Abeel Thomas, Saeys Yvan, Bonnet Eric, Rouzé Pierre, Van de Peer Yves
Department of Plant Systems Biology, Flanders Institute for Biotechnology (VIB), 9052 Gent, Belgium,
Genome Res. 2008 Feb;18(2):310-23. doi: 10.1101/gr.6991408. Epub 2007 Dec 20.

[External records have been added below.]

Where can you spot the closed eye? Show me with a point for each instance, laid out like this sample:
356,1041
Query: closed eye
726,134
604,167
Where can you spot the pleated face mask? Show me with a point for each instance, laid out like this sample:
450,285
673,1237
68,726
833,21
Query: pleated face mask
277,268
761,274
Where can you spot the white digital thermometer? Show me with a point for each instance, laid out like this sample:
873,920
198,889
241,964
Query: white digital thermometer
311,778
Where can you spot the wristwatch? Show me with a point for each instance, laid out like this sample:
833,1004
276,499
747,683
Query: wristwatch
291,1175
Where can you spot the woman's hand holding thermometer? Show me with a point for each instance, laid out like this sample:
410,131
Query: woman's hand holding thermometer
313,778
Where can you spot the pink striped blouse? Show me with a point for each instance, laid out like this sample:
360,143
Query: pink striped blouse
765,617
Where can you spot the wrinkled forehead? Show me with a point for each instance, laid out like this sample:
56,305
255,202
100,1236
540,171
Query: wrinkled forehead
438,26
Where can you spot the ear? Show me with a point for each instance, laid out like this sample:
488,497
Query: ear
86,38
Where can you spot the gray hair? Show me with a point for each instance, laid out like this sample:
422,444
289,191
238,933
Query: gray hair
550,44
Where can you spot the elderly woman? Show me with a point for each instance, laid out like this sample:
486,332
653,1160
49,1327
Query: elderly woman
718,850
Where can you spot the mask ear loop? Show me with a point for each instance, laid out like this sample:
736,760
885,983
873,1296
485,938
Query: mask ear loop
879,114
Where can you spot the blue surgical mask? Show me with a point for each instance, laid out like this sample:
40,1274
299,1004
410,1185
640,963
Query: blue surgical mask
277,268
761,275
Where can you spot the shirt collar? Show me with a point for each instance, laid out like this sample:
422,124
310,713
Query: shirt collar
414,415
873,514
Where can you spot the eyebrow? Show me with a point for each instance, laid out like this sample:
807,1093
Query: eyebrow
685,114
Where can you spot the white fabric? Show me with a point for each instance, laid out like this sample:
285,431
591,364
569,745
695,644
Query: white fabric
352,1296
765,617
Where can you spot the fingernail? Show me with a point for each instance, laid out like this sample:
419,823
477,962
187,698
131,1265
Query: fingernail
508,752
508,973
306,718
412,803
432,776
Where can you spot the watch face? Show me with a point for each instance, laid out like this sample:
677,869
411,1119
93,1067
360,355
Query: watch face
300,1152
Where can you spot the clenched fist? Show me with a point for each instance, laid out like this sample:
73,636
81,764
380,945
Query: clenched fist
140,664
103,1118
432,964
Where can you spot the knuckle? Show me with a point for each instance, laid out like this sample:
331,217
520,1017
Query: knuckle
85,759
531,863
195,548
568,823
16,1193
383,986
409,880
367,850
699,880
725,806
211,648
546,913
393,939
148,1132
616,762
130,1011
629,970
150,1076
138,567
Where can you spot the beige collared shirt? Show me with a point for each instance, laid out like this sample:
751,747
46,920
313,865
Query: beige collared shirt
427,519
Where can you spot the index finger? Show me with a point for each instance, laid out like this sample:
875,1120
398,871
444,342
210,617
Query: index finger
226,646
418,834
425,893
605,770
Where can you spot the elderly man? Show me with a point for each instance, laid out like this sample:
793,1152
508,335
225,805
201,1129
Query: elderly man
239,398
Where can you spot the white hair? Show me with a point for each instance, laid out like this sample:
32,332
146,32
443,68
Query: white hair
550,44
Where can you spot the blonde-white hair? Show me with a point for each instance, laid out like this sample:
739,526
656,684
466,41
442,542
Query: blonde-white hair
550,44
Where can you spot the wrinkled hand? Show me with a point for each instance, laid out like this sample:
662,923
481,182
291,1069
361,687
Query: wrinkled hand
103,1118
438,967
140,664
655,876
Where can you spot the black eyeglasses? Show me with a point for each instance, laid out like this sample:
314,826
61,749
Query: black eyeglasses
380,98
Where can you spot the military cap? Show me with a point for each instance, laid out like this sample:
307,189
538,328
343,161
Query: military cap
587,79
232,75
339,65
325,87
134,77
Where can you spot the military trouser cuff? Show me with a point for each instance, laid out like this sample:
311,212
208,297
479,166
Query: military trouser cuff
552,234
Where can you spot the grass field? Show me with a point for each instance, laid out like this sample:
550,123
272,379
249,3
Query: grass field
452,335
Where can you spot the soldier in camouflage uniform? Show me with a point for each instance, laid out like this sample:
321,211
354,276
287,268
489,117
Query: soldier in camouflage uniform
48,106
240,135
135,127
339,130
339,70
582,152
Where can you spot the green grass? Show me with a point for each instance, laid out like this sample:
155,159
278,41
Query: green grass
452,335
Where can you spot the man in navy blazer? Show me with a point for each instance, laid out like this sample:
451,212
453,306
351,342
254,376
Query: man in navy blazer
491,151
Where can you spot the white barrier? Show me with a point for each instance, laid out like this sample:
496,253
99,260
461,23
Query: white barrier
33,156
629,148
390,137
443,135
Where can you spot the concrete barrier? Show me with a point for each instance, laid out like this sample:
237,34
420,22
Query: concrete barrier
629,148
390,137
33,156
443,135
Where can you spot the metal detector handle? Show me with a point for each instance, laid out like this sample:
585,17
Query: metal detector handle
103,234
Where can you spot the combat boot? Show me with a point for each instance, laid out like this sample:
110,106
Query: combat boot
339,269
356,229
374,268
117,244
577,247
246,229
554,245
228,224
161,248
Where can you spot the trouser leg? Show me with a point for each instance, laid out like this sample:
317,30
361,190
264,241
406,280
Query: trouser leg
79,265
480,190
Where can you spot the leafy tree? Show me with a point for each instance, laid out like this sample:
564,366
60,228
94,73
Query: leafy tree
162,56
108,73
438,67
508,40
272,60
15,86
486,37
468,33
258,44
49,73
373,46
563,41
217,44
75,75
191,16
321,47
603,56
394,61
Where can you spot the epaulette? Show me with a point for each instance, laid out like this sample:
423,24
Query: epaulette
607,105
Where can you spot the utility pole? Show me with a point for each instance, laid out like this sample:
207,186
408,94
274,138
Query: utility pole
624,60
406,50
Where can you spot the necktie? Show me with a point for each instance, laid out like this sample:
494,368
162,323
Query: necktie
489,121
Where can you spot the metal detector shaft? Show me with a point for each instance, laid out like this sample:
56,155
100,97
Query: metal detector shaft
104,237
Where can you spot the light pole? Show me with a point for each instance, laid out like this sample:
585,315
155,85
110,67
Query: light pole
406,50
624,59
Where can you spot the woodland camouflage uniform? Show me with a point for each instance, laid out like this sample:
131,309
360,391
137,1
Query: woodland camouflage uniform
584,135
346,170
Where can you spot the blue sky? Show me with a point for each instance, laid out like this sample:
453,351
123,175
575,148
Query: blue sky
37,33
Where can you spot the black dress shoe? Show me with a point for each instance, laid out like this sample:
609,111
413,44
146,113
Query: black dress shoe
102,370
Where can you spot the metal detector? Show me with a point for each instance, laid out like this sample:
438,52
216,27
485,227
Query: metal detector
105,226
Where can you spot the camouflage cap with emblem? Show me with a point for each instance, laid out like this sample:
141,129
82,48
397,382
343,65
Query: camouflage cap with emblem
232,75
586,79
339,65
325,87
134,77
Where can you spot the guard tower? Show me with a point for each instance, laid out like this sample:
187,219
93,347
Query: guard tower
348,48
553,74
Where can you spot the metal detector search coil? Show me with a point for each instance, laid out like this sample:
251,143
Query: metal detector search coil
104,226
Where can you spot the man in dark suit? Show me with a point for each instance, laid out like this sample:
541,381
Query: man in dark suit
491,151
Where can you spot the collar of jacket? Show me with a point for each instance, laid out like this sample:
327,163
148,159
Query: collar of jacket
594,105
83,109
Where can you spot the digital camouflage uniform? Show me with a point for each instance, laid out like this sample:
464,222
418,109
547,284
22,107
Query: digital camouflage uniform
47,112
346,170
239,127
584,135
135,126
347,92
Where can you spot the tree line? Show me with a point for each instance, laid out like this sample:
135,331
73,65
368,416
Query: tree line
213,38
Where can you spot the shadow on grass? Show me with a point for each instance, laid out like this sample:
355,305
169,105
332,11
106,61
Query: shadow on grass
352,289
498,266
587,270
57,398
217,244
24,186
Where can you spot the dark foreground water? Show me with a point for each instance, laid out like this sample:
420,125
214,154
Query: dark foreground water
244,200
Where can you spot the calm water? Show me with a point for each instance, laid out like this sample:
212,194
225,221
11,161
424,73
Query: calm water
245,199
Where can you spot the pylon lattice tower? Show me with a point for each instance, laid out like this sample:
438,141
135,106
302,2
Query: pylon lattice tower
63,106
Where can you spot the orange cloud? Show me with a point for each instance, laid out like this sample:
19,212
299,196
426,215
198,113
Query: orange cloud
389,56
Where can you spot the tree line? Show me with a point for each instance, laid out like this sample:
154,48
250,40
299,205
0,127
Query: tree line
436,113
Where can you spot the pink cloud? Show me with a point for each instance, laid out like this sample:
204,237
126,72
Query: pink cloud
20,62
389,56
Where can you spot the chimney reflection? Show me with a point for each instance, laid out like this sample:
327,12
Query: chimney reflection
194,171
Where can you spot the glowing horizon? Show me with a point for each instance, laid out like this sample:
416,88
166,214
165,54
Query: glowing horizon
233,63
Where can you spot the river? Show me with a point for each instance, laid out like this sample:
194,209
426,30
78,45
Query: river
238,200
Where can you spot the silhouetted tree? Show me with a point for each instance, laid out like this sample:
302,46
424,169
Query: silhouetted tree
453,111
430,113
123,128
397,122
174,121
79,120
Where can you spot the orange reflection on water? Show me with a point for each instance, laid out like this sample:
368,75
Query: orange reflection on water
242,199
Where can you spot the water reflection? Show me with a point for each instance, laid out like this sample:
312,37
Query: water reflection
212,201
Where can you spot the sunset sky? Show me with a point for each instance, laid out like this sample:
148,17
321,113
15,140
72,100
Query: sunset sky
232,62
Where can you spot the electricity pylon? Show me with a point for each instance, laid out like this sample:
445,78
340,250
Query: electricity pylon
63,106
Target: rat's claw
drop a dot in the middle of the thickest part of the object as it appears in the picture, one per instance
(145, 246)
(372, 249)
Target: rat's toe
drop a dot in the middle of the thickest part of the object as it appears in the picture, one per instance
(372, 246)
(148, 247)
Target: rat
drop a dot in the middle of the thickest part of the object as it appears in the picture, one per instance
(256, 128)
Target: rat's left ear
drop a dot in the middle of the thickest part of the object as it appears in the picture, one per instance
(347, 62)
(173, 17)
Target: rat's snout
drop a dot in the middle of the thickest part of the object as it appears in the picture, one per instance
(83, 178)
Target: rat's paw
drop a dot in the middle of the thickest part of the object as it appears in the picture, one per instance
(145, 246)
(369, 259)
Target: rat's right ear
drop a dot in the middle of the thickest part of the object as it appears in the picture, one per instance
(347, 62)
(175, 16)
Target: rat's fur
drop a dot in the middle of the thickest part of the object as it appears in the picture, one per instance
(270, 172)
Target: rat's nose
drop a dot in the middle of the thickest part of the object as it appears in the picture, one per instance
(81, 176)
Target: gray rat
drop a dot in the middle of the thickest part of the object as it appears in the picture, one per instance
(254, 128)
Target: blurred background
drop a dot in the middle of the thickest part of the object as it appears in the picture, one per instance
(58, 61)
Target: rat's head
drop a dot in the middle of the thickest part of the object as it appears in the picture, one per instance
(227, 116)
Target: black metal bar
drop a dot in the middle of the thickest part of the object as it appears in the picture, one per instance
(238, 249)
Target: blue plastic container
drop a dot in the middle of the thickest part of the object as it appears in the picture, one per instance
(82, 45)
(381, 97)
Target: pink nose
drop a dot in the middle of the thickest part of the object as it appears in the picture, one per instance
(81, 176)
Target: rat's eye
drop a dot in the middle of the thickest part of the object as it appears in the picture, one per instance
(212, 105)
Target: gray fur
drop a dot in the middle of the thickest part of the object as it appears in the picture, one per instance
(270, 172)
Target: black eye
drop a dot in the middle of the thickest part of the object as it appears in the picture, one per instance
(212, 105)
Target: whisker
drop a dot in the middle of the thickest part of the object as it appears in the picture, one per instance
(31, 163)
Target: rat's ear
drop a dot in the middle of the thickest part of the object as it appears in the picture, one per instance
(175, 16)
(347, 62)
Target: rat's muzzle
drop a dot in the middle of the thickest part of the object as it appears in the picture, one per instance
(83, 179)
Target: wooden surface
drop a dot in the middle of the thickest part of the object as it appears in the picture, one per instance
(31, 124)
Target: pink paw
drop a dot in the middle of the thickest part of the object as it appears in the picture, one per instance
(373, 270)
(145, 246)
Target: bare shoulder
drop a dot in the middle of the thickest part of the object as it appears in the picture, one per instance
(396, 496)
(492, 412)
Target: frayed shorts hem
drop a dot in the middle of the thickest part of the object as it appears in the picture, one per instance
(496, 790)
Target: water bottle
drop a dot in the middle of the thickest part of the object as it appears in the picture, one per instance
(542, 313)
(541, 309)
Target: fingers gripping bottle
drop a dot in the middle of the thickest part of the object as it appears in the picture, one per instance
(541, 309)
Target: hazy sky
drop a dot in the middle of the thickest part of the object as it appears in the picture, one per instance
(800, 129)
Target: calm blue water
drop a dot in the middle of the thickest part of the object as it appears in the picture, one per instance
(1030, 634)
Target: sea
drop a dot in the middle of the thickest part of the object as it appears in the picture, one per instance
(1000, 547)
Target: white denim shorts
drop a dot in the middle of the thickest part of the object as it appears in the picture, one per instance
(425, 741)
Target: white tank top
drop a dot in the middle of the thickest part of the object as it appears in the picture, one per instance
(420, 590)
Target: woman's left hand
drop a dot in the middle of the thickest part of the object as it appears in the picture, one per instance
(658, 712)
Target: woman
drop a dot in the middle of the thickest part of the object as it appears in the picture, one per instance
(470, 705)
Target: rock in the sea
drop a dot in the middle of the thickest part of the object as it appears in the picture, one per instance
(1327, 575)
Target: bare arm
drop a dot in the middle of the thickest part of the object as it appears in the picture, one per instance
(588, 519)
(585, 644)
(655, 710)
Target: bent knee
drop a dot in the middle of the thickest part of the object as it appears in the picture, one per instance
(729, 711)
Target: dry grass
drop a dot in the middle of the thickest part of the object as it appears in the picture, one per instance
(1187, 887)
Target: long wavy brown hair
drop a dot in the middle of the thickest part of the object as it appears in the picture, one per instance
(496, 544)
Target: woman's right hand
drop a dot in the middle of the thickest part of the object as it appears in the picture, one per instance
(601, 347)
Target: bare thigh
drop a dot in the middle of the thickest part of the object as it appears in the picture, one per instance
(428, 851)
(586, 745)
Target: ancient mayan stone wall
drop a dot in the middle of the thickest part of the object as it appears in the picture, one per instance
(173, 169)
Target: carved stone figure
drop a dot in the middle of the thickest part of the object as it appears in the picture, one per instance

Despite many recent efforts, in silico identification of promoter regions is still in its infancy. However, the accurate identification and delineation of promoter regions is important for several reasons, such as improving genome annotation and devising experiments to study and understand transcriptional regulation. Current methods to identify the core region of promoters require large amounts of high-quality training data and often behave like black box models that output predictions that are difficult to interpret. Here, we present a novel approach for predicting promoters in whole-genome sequences by using large-scale structural properties of DNA. Our technique requires no training, is applicable to many eukaryotic genomes, and performs extremely well in comparison with the best available promoter prediction programs. Moreover, it is fast, simple in design, and has no size constraints, and the results are easily interpretable. We compared our approach with 14 current state-of-the-art implementations using human gene and transcription start site data and analyzed the ENCODE region in more detail. We also validated our method on 12 additional eukaryotic genomes, including vertebrates, invertebrates, plants, fungi, and protists.
尽管最近做出了许多努力,但在计算机上识别启动子区域仍处于起步阶段。然而,准确识别和界定启动子区域很重要,原因有几个,比如改进基因组注释以及设计实验来研究和理解转录调控。目前识别启动子核心区域的方法需要大量高质量的训练数据,并且通常表现得像黑箱模型,输出难以解释的预测结果。在此,我们提出一种通过利用DNA的大规模结构特性来预测全基因组序列中启动子的新方法。我们的技术无需训练,适用于许多真核生物基因组,并且与现有的最佳启动子预测程序相比表现极佳。此外,它速度快、设计简单且没有大小限制,结果易于解释。我们使用人类基因和转录起始位点数据将我们的方法与14种当前最先进的实现方法进行了比较,并更详细地分析了ENCODE区域。我们还在另外12个真核生物基因组上验证了我们的方法,这些基因组包括脊椎动物、无脊椎动物、植物、真菌和原生生物。